Les inconforts maintenant. Il y en a. Plein. Et c’est en eux que commence le «faire son deuil», celui du créateur – c’est pour ça que ce spectacle existe – et les nôtres, quels qu’ils soient, si on accepte de marcher aux côtés de Cohen, de côtoyer ce qui s’avère des tabous pour plusieurs, comme cette séquence filmée d’une interminable dizaine de minutes dans un abattoir où le sang d’une vache tuée coule à flots. Cohen y «nage». Au-delà de la représentation de cette violence et de ses victimes, c’est pour évoquer la mort d’Elu par hémorragie qu’il va là. J’ai failli sortir de la salle. C’est difficilement tenable (après un repas). J’ai résisté parce que même devant la mort, et ce que ça a de révoltant, il faut se tenir debout. Cohen avale aussi les cendres d’Elu; Cohen est quasi nu, vulnérable, d’une fragilité qui déstabilise…
On en ressort sans voix. On ne sait plus où on se trouve, quoi en dire. Tant mieux. On dort là-dessus, on y repense dans la nuit ou au matin, comme on revoit nos propres disparus, nos deuils pas tout à fait réglés. Ce spectacle est un premier pas nécessaire vers la guérison, mais il faut les chausser ces souliers inconfortables, quitte à tomber. Le mec s’est relevé. C’est une sacrée leçon d’existence. C’est généreux aussi.

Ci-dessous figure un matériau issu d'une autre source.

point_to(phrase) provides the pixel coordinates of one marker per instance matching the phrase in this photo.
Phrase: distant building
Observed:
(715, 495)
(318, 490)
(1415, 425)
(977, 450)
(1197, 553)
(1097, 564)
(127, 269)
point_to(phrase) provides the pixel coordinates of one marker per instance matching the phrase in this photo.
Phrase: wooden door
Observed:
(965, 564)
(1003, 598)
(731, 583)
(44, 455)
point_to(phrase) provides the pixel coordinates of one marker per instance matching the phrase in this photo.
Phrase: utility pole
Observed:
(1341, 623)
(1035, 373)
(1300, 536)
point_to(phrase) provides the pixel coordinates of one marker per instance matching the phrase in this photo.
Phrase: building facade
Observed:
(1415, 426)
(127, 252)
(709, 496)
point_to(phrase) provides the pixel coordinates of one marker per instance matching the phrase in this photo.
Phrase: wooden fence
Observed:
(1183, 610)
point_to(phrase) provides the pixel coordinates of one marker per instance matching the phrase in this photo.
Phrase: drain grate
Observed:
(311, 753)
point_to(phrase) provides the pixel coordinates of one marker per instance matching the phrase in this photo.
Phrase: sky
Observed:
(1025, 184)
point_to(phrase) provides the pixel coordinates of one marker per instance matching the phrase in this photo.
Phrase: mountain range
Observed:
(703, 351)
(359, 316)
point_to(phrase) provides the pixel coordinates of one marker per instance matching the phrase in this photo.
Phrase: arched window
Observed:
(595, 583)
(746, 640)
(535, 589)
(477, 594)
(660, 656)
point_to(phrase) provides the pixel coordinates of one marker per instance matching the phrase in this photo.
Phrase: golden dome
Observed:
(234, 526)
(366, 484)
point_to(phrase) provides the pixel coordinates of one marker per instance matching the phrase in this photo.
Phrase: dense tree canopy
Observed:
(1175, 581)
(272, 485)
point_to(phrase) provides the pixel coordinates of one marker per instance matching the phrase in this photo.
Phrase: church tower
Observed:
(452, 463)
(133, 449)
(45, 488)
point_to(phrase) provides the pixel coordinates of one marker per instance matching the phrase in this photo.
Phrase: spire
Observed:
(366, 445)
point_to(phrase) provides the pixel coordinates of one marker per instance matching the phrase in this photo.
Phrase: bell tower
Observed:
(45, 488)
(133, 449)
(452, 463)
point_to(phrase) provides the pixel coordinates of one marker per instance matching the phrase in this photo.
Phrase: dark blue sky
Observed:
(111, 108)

Le public est privilégié d’avoir accès à ça. Encore faut-il connaître l’existence de ce type de show plus marginal. GO.
Je craque pour…
Une formidable nouvelle initiative pour les jeunes polyhandicapés
Il y a quelques jours, je suis allée rencontrer Diane Chênevert, fondatrice et directrice générale (DG) du Centre Philou, qui offre des services d’aide et de développement en continu aux enfants polyhandicapés et à leur famille, en complémentarité avec les services publics.
Maman du jeune Philippe, un polyhandicapé qui «prend de l’âge», la DG voyait avec inquiétude, comme plein d’autres parents dans la même situation, arriver le jour où son enfant atteindrait 21 ans, l’âge où l’école ne leur est plus accessible… Quelle est donc l’alternative pour ces derniers quand un des parents n’est pas en mesure d’arrêter de travailler pour s’en occuper? Le CHSLD.
Grâce en partie à leurs récents plus grands espaces sur le Chemin de la Côte-Sainte-Catherine, près de l’hôpital Sainte-Justine, Diane Chênevert a fait le pari d’accueillir ces jeunes adultes. Ainsi, depuis septembre dernier, dix-huit de ces polyhandicapés de 21 à 29 ans viennent passer leurs journées chez Philou dans le cadre d’un volet de poursuite des apprentissages gratuit, en partenariat avec la Commission scolaire de Montréal. Cette première année a si bien fonctionné que le programme se poursuivra encore et encore et pourra accueillir plus d’élèves dans le besoin. Mission réussie pour Philou.